All hospitals that participate in the HCAHPS Survey, including all inpatient prospective payment system (IPPS) hospitals and critical access hospitals (CAHs), are eligible to receive the ratings. Yet hospitals must have completed at least 100 surveys in the 12 month reporting period to be eligible. CMS will update the ratings on a quarterly basis.

Early reports and reactions

A Kaiser Health News report explained that many are skeptical of the accuracy of the star rating system as it “won’t accurately reflect quality and may place too much weight on patient reviews.” The report also found that 251 of the hospitals rated on the site so far received a rating of 5 stars. According to Kaiser, this represents only 7 percent of all the reviewed hospitals on the comparison site. Many of these hospitals are reportedly “hospitals that focus on lucrative elective operations such as spine, heart or knee surgeries,” and which “have traditionally received more positive patient reviews than have general hospitals, where a diversity of sicknesses and chaotic emergency rooms make it more likely patients will have a bad experience.”

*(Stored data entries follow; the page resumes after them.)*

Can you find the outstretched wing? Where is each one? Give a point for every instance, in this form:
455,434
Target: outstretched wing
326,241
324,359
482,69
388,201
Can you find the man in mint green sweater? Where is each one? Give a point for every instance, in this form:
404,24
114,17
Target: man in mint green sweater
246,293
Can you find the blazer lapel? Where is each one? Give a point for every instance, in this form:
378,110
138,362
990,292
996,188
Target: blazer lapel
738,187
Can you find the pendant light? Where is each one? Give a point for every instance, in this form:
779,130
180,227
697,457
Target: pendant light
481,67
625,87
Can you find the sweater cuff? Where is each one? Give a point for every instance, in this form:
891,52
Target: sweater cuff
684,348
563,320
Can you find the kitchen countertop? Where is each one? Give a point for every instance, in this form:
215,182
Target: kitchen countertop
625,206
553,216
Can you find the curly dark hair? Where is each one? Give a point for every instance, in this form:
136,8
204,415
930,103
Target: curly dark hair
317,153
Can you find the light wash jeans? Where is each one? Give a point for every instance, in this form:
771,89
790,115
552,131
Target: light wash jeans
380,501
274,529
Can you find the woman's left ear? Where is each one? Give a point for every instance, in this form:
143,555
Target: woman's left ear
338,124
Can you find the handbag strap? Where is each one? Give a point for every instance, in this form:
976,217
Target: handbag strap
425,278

Health spending accelerating faster than GDP growth

The amount of money spent on health is accelerating faster than the gross domestic product (GDP), according to an Altarum Institute spending brief. Spending in all health categories increased, with prescription drugs leading the pack. The brief suggests that low GDP growth is the main explanation for health spending taking a larger share, rather than a dramatic increase in health spending. According to some CMS projections, health expenditures will continue to grow faster than GDP through 2023, and will account for 19.3 percent of GDP by that date. In 2012, health care spending financed by all levels of government accounted for 44 percent, or $1.2 trillion. By 2023, government contributions to health care spending is projected to account for 48 percent, or $2.5 trillion.

The numbers

In 2014, national health spending grew by 5.2 percent, and health spending in February 2015 was 6.6 percent higher than the previous February. February 2015 GDP data was not yet available, but the GDP growth from January 2014 to January 2015 was 4.3 percent. Although the GDP fell in 2009, it is now 6.3 percent above the December 2007 GDP level excluding health care spending; the report identified December 2007 as the beginning of the recession. If health care is included, real GDP in January 2015 was 8.8 percent above the December 2007 level. By contrast, health care spending has increased by 21.8 percent over pre-recession levels.


Prescription drugs grew the fastest over the last 12 months, at 10.5 percent. Hospital growth was not far behind at 9 percent, which represents a significant amount of growth overall as hospital costs account for one-third of health spending. Prescription drug care growth has been consistently high for the past two years, with a peak of 13.1 percent in December 2014.